Technical Risk Matrix
The following risks have been identified during the design and documentation phase. Each has a defined mitigation strategy that should be implemented as part of the pre-production checklist.| Risk | Impact | Mitigation |
|---|---|---|
| Chatwoot payload structure changes in a new version | Workflow nodes that rely on specific field names stop processing messages | Implement contract tests that validate the payload shape before upgrading Chatwoot |
| WhatsApp or OpenAI API token expires or is revoked | Audio transcription and outbound messages fail silently | Implement token rotation procedures and set up expiry alerts |
| Redis becomes unavailable | Human handoff key checks and message buffer logic operate in an unsafe state — AI may respond to conversations assigned to human agents | Design the workflow to fail closed (block AI response) when Redis is unreachable, and add Redis uptime monitoring |
| AI model invents business data | Customers receive incorrect prices, folio statuses, or policy information | Use tool nodes backed by live database queries for all business data; add factual accuracy tests; document prohibited response patterns in the system prompt |
| Disk fills up on the host | PostgreSQL crashes and data is lost | Enforce log and execution retention policies; add disk usage metrics and alerts at the 80% threshold |
| Container image update introduces incompatible change | One or more services become unavailable after an update | Pin exact image tags or digests in .env; maintain a staging environment; document a rollback procedure for each service |
Planned Improvements
These enhancements are out of scope for the initial release but are planned for future iterations:- Separate the customer-service workflow from the data-synchronization workflow — decoupling these two concerns will make each easier to test, deploy, and maintain independently.

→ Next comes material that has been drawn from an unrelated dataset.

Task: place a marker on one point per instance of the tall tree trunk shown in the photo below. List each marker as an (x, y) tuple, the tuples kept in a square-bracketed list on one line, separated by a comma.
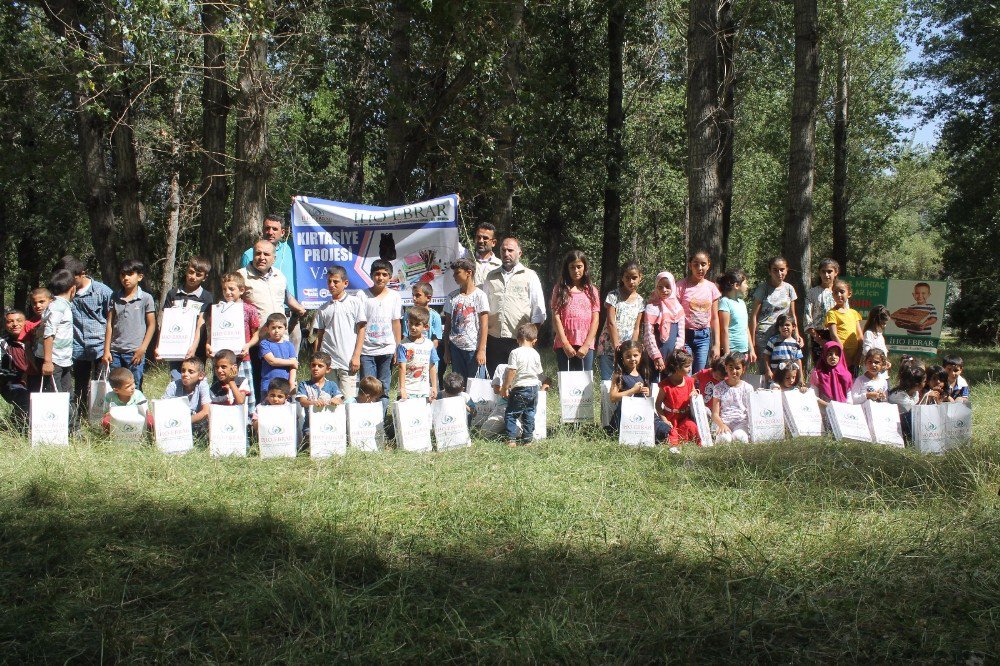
[(252, 161), (503, 213), (215, 111), (92, 139), (132, 241), (727, 122), (840, 250), (704, 144), (802, 148), (174, 202), (612, 241), (397, 111)]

- Add a dedicated error and alerting workflow — a centralized error handler will catch failures from all other workflows and route notifications to the appropriate channel (email, Slack, or WhatsApp).
- Use
conversation_idas the Redis and memory key — replacing phone-number-based keys with Chatwoot conversation IDs will correctly isolate concurrent conversations from the same customer. - Add authorization validation before revealing folio details — implement an explicit check that the requesting phone number is associated with the requested folio before returning any sensitive record data.
- Automate linting of Markdown, JSON, and Compose files — add CI checks to catch formatting errors and schema violations in documentation and configuration files before they reach the main branch.
- Add load tests and AI quality metrics — measure response latency under realistic concurrency and track factual accuracy over time to catch regressions introduced by model or prompt changes.